Objective: The purpose of this study was to review the accuracy of current tests used for the diagnosis of in utero cytomegalovirus infection and to discuss the potential value of preconceptional and postconceptional screening programs for prevention of congenital infection.
Study design: A computer-assisted search was performed for relevant English language publications between 1987 and 1994. We identified 119 cases of suspected intrauterine cytomegalovirus infection in which either amniotic fluid or fetal blood had been analyzed antenatally.

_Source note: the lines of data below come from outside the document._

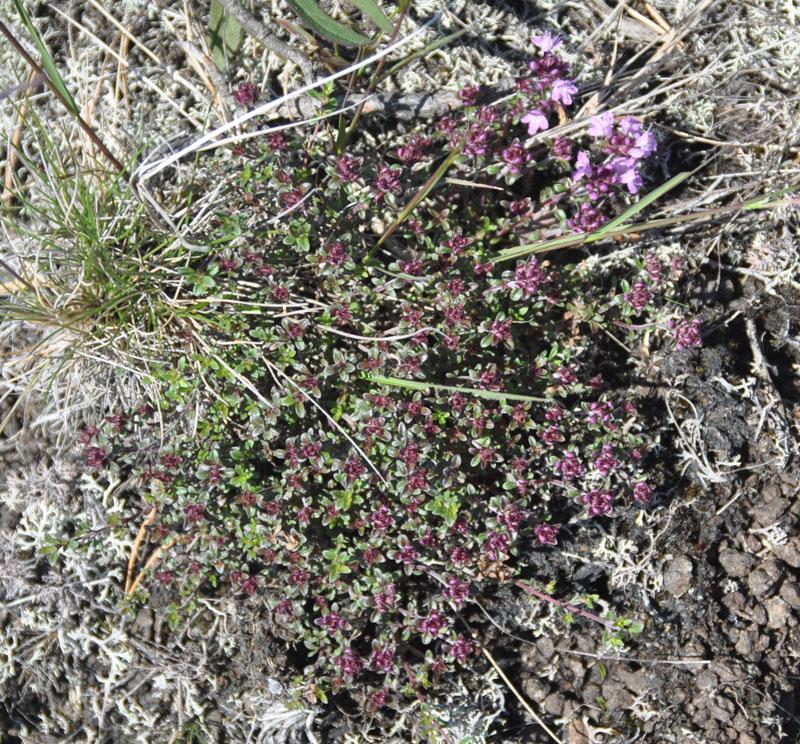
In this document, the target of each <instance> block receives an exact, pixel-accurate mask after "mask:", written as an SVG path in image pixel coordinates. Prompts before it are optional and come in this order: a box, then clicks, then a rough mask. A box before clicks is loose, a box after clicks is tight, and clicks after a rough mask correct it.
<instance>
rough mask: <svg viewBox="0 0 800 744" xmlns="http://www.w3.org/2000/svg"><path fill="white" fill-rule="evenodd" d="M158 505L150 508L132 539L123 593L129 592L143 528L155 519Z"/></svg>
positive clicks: (142, 533)
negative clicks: (124, 589) (151, 507)
mask: <svg viewBox="0 0 800 744" xmlns="http://www.w3.org/2000/svg"><path fill="white" fill-rule="evenodd" d="M157 509H158V507H155V506H154V507H153V508H152V509H151V510H150V513H149V514H148V515H147V518H146V519H145V520H144V522H142V526H141V527H140V528H139V534H138V535H136V539H135V540H134V541H133V547H132V548H131V555H130V558H128V571H127V572H126V574H125V594H131V593H132V592H131V579H132V578H133V567H134V566H135V565H136V554H137V553H138V552H139V546H140V545H141V544H142V539H143V538H144V533H145V530H146V529H147V525H148V524H150V523H151V522H152V521H153V519H155V516H156V511H157Z"/></svg>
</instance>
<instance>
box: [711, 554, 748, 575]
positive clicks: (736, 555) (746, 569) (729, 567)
mask: <svg viewBox="0 0 800 744" xmlns="http://www.w3.org/2000/svg"><path fill="white" fill-rule="evenodd" d="M754 562H755V561H754V559H753V556H751V555H748V554H747V553H743V552H742V551H741V550H733V549H728V550H724V551H722V552H721V553H720V554H719V564H720V565H721V566H722V569H723V570H724V571H725V573H726V574H728V576H734V577H736V578H739V577H741V576H747V574H749V573H750V570H751V569H752V568H753V563H754Z"/></svg>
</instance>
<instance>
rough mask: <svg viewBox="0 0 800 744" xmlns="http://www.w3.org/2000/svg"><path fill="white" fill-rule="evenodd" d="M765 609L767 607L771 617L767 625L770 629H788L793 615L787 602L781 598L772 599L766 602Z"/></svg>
mask: <svg viewBox="0 0 800 744" xmlns="http://www.w3.org/2000/svg"><path fill="white" fill-rule="evenodd" d="M764 607H766V610H767V614H768V615H769V622H768V623H767V627H768V628H769V629H771V630H777V629H778V628H785V627H786V625H787V623H788V620H789V617H790V615H791V611H790V609H789V605H788V604H786V602H784V601H783V600H782V599H781V598H780V597H770V598H769V599H768V600H767V601H766V602H764Z"/></svg>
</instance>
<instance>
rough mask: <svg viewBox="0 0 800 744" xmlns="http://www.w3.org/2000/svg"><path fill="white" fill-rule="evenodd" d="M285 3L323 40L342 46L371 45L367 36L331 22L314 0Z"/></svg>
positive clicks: (341, 25)
mask: <svg viewBox="0 0 800 744" xmlns="http://www.w3.org/2000/svg"><path fill="white" fill-rule="evenodd" d="M286 2H288V3H289V7H290V8H291V9H292V10H293V11H294V12H295V13H297V15H298V16H300V20H301V21H303V23H305V24H306V26H308V27H309V28H310V29H311V30H312V31H313V32H314V33H315V34H318V35H319V36H321V37H322V38H323V39H327V40H328V41H333V42H334V43H336V44H343V45H344V46H366V45H367V44H369V43H371V42H370V39H369V37H368V36H364V34H362V33H361V32H359V31H356V30H354V29H352V28H350V27H349V26H345V25H344V24H343V23H339V21H335V20H333V18H331V17H330V16H329V15H327V13H324V12H323V11H322V8H320V7H319V5H317V3H316V2H314V0H286Z"/></svg>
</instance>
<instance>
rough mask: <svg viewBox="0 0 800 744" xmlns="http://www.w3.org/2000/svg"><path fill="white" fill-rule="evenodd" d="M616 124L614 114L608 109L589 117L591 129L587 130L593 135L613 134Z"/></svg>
mask: <svg viewBox="0 0 800 744" xmlns="http://www.w3.org/2000/svg"><path fill="white" fill-rule="evenodd" d="M613 126H614V114H612V113H611V112H610V111H606V112H605V113H603V114H600V115H599V116H593V117H592V118H591V119H589V129H588V130H587V132H588V134H589V136H591V137H605V138H608V137H610V136H611V132H612V129H613Z"/></svg>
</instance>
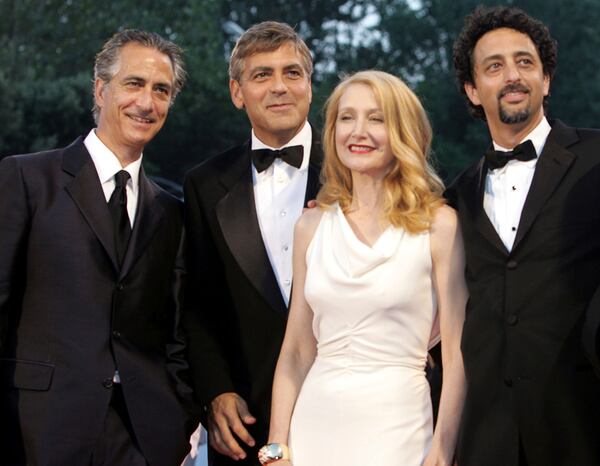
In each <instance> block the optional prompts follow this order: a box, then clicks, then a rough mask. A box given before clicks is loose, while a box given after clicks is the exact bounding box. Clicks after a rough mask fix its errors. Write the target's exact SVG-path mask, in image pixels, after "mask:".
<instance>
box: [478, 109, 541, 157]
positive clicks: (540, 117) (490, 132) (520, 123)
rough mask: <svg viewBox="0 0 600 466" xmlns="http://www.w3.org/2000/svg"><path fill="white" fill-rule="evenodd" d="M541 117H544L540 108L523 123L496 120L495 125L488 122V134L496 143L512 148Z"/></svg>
mask: <svg viewBox="0 0 600 466" xmlns="http://www.w3.org/2000/svg"><path fill="white" fill-rule="evenodd" d="M542 118H544V112H543V110H540V112H539V114H538V115H537V116H536V117H535V118H531V119H529V120H528V121H524V122H523V123H516V124H506V123H501V122H498V123H497V124H495V125H492V124H489V130H490V134H491V136H492V139H493V140H494V142H495V143H496V144H499V145H501V146H502V147H505V148H507V149H512V148H514V147H515V146H516V145H517V144H519V143H520V142H521V141H522V140H523V139H524V138H525V136H527V135H528V134H529V133H531V132H532V131H533V130H534V129H535V128H536V127H537V125H539V124H540V122H541V121H542Z"/></svg>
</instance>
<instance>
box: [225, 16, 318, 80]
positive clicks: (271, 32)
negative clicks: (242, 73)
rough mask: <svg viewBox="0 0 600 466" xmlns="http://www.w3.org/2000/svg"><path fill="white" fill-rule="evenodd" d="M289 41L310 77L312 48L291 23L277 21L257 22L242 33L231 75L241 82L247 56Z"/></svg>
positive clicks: (254, 53) (312, 68) (239, 40)
mask: <svg viewBox="0 0 600 466" xmlns="http://www.w3.org/2000/svg"><path fill="white" fill-rule="evenodd" d="M287 43H291V44H292V45H293V46H294V48H295V49H296V51H297V52H298V54H299V55H300V58H301V59H302V65H303V68H304V71H305V72H306V75H307V76H308V78H309V79H310V77H311V75H312V72H313V63H312V57H311V55H310V50H308V47H307V46H306V43H305V42H304V41H303V40H302V38H301V37H300V36H299V35H298V33H297V32H296V31H294V29H293V28H292V27H291V26H290V25H289V24H286V23H279V22H277V21H264V22H262V23H259V24H255V25H254V26H252V27H251V28H250V29H248V30H247V31H246V32H244V33H243V34H242V35H241V37H240V38H239V39H238V41H237V43H236V44H235V47H234V48H233V51H232V52H231V57H230V59H229V77H230V78H231V79H233V80H234V81H237V82H240V80H241V79H242V73H243V71H244V59H245V58H247V57H249V56H251V55H254V54H255V53H262V52H272V51H274V50H277V49H278V48H279V47H281V46H282V45H284V44H287Z"/></svg>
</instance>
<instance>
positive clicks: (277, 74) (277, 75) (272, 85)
mask: <svg viewBox="0 0 600 466" xmlns="http://www.w3.org/2000/svg"><path fill="white" fill-rule="evenodd" d="M271 92H273V93H275V94H285V93H286V92H287V85H286V84H285V81H284V79H283V75H282V74H280V73H274V74H273V80H272V81H271Z"/></svg>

Results: Congenital cytomegalovirus infection affects 0.5% to 2.5% of all newborns. The rate of transmission to the fetus after primary infection during pregnancy ranges from 15% to 50%. Of the fetuses infected in utero, 10% exhibit congenital cytomegalovirus syndrome. Evaluation of 119 cases of suspected infection has shown that polymerase chain reaction and cultures of amniotic fluid are the most reliable tests for prenatally determining the presence of viral particles. However, efficacy of routine antenatal screening in reducing the rate of fetal disease is limited.
Conclusion: It is concluded that at present the accuracy of tests used for the diagnosis of in utero cytomegalovirus infection is undetermined. Serologic screening of all pregnant women is of limited value and at present is not recommended.